The Body and Being Human   /   Summer 2001   /    Articles

Solidarity, the Sacred, and Human Rights

A Sociological Response

Murray Milner, Jr.

People climbing a cargo net (2014). Via Wikimedia Commons.

In his early work, Professor Turner was strongly influenced by Weber. While his discussions of Weber are broad ranging, I am especially struck by the apparent importance to him of Weber’s themes of rationalization, bureaucracy, and disenchantment—and the resulting highly ambivalent attitude toward modernization—an ambivalence that I hear in Professor Turner’s own work. But the second key element that seems to have been of significant influence is Weber’s emphasis on attempting to understand and interpret behavior from the actor’s point of view. This, along with the apparent influence of Heidegger, has made Professor Turner sympathetic to postmodernism—at least as a description of the emerging pluralism of the contemporary world.

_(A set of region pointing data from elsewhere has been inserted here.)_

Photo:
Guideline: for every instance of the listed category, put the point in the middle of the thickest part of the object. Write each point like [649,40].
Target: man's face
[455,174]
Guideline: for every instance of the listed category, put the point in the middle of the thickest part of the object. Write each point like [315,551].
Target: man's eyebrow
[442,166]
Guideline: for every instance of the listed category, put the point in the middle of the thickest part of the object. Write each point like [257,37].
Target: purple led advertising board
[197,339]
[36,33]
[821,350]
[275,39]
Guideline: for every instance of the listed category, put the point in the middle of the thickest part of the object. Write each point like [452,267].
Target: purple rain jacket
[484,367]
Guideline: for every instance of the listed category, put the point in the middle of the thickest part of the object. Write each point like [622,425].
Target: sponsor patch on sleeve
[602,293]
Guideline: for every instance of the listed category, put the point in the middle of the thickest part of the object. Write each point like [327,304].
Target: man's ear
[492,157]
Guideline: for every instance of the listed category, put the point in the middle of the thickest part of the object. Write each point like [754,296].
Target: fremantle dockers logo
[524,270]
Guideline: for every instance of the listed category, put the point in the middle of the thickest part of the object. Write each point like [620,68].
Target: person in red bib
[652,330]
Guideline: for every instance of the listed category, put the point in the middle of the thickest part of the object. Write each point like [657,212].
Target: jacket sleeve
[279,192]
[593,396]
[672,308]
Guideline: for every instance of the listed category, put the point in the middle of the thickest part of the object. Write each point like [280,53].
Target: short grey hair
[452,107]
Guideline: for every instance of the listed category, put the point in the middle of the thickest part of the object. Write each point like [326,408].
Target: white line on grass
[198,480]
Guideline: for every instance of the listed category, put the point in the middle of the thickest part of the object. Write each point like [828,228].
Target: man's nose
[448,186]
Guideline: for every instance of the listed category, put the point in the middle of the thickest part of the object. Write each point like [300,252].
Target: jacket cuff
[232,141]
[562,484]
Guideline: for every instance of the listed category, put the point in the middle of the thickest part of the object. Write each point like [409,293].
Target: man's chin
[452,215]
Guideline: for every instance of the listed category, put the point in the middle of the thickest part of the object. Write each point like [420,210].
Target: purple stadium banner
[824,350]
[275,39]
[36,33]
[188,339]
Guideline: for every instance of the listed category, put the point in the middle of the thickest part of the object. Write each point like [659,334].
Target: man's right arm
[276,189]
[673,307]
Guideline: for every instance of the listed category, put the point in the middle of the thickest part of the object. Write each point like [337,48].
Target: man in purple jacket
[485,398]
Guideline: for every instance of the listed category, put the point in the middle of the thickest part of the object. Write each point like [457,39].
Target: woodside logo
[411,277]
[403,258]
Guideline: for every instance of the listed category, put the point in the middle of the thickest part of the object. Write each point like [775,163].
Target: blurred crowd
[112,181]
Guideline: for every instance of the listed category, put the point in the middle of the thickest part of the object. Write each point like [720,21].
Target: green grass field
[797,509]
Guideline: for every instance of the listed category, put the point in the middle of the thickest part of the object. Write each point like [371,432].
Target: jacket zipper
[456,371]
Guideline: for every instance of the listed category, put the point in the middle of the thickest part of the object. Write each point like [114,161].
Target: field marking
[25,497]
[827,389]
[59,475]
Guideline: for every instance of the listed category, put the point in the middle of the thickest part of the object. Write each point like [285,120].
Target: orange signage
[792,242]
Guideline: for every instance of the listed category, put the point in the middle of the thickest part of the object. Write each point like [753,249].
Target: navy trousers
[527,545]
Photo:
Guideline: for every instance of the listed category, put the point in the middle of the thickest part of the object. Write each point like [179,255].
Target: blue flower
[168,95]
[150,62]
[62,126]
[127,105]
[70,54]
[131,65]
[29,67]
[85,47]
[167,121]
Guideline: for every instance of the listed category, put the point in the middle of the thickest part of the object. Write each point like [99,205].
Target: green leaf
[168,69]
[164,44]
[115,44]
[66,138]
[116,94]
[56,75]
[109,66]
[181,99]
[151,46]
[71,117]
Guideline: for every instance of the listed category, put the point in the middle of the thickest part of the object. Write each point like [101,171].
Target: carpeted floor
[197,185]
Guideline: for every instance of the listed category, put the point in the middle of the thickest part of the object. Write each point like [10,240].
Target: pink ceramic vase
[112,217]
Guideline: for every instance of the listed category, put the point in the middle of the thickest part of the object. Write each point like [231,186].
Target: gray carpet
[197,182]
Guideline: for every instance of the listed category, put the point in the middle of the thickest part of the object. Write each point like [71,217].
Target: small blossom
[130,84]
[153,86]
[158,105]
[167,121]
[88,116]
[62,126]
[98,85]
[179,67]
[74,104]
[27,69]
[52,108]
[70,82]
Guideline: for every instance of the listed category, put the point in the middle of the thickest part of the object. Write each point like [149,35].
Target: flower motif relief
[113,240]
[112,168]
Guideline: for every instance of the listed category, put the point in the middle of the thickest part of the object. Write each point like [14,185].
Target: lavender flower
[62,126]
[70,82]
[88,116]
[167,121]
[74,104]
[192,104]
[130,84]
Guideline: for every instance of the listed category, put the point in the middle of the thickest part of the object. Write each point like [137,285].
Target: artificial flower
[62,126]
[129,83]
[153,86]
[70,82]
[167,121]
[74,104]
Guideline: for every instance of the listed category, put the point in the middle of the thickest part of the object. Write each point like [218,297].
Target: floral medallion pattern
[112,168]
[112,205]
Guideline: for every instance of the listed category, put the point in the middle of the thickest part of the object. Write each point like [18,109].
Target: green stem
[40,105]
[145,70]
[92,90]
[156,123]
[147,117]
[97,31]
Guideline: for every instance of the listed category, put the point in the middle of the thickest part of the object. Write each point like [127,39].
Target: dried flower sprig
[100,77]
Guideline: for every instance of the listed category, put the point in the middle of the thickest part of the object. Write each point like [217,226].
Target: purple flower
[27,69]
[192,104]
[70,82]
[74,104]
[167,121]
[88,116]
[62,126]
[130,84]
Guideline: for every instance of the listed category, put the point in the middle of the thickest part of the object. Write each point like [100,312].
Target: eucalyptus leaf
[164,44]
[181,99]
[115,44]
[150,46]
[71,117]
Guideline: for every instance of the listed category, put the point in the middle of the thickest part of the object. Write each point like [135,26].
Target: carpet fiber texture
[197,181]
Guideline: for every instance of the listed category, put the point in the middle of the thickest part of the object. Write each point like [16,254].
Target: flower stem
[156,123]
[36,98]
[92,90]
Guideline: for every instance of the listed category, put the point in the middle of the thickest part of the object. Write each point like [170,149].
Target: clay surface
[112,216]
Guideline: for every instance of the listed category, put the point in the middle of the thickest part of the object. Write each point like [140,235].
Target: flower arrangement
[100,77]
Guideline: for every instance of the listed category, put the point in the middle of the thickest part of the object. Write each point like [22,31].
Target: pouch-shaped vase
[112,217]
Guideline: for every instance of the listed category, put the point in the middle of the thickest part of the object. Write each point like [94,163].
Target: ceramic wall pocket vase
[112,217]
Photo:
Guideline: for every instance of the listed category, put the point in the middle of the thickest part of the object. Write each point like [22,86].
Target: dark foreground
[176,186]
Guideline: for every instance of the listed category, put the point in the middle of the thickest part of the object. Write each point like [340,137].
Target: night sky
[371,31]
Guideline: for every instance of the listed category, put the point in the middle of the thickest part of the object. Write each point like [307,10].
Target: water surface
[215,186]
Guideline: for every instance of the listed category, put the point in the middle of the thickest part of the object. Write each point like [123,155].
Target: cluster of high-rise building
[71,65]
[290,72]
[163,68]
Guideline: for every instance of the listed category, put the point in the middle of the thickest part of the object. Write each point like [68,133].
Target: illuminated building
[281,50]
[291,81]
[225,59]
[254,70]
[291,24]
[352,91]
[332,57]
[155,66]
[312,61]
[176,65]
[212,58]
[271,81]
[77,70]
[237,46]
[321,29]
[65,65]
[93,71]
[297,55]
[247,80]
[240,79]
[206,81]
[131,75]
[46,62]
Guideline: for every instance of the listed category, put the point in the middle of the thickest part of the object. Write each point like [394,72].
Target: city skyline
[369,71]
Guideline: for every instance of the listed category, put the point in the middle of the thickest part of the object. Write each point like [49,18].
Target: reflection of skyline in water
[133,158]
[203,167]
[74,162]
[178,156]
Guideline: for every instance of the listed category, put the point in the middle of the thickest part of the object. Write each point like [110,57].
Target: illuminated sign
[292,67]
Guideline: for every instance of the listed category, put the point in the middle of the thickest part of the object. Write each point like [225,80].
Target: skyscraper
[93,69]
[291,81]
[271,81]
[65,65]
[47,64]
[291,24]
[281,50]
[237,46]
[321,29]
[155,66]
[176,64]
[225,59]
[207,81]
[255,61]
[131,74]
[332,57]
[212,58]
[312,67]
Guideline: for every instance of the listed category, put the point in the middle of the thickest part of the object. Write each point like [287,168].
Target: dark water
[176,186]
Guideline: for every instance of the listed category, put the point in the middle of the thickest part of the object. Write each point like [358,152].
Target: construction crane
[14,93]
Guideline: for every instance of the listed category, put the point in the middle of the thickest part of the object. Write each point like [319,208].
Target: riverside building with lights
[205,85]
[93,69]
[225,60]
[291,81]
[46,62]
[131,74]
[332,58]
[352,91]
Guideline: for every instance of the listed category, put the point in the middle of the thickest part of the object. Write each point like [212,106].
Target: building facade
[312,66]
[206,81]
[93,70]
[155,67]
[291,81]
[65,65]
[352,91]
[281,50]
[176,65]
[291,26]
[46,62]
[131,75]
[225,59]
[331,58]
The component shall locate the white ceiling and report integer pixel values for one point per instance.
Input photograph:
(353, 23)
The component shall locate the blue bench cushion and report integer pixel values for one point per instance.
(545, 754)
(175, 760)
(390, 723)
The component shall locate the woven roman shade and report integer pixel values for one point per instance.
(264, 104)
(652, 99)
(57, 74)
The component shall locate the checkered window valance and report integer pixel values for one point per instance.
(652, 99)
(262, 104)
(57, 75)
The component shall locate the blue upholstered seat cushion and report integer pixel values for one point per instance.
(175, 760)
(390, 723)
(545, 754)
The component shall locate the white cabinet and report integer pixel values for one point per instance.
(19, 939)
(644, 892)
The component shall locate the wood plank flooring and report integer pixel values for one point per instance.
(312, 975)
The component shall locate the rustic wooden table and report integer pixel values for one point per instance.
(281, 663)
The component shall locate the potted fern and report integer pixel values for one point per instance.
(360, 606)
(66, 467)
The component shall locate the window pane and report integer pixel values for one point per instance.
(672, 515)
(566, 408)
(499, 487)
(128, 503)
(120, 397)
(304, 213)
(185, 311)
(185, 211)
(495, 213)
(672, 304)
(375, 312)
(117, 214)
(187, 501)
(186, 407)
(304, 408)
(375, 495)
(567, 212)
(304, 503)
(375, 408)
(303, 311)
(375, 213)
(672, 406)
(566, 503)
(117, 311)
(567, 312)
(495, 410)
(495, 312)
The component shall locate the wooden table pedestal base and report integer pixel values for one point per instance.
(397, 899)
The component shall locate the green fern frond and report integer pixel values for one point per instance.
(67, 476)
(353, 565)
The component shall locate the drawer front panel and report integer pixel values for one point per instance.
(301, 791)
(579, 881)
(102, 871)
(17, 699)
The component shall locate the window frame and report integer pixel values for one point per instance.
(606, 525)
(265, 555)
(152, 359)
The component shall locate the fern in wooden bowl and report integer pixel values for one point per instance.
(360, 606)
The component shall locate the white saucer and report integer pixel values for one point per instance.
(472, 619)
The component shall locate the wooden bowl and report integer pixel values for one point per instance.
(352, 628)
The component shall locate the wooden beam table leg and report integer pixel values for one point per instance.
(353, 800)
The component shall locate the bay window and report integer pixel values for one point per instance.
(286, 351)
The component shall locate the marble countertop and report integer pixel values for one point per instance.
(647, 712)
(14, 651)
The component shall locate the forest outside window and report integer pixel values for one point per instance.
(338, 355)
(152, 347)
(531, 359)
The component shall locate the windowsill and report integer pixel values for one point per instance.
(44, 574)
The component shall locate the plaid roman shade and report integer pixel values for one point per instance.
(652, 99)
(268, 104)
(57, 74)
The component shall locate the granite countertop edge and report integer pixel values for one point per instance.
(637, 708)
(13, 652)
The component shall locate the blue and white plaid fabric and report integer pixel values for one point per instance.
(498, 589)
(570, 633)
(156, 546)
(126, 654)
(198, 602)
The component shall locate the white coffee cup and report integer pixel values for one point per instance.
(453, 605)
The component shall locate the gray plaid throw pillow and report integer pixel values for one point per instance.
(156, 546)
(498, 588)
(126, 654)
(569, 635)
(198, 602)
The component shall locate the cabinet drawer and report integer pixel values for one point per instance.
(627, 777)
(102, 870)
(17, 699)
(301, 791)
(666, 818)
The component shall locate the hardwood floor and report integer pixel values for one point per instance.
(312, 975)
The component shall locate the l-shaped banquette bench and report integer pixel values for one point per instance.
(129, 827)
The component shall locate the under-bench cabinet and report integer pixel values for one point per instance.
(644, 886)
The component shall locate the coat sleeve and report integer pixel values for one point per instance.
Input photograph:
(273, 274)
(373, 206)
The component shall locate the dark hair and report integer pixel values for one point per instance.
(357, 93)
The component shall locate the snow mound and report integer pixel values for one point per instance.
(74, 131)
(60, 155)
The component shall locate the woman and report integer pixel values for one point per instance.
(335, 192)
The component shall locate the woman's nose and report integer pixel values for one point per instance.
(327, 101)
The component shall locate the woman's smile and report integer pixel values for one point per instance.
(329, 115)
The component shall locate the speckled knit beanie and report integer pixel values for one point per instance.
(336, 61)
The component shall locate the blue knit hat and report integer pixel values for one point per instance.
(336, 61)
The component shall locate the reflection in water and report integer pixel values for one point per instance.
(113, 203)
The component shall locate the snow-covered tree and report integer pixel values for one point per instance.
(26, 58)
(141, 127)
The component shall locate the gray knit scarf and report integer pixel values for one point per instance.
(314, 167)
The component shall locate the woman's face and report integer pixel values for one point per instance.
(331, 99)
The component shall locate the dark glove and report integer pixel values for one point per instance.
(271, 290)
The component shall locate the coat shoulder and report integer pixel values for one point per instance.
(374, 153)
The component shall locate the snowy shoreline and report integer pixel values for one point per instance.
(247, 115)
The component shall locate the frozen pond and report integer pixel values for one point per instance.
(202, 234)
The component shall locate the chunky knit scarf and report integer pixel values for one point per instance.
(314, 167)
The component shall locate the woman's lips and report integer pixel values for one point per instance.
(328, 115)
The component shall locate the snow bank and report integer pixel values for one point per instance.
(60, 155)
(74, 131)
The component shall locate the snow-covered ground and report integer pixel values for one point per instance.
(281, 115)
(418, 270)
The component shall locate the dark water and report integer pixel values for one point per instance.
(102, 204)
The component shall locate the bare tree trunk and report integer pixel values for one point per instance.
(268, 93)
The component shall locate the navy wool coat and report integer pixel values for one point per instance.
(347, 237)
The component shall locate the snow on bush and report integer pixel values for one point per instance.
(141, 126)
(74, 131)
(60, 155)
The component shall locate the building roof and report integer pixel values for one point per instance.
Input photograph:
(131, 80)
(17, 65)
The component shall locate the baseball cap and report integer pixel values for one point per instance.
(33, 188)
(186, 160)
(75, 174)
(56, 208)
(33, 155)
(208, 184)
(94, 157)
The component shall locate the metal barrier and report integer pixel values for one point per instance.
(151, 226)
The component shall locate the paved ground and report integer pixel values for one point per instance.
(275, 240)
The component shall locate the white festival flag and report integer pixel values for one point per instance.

While I am not aware that he ever says this, I sense a disenchantment and even a rejection of extreme versions of the linguistic turn and the emphasis on interpretation—where all texts are simply about other texts and where human actors largely disappear from the stage. I suspect that this is one reason that Foucault has been such an important influence on him. He likes Foucault’s earthiness and, of course, his emphasis on the body—an emphasis that has become the center of Professor Turner’s own work. As he notes, he also draws on the notions of “sensuousness” and “praxis” so central to the young Marx and has great ambitions for the sociology and phenomenology of the body. Perhaps it would not be an exaggeration to say that he would like to introduce into sociology and more generally into intellectual discourse, what might be called a “corporal or bodily turn” to supplement and balance the linguistic turn.

The voice of Durkheim seems much more marginal to Professor Turner’s views than the other two members of the sociological trinity, Marx and Weber. I will return to this matter later. But in addition to intellectual influences, the dramatic innovations that are occurring in biology and medical technology, and their potentially revolutionary social implications, further contribute to Professor Turner’s concern to make the human body the foci of intellectual interest.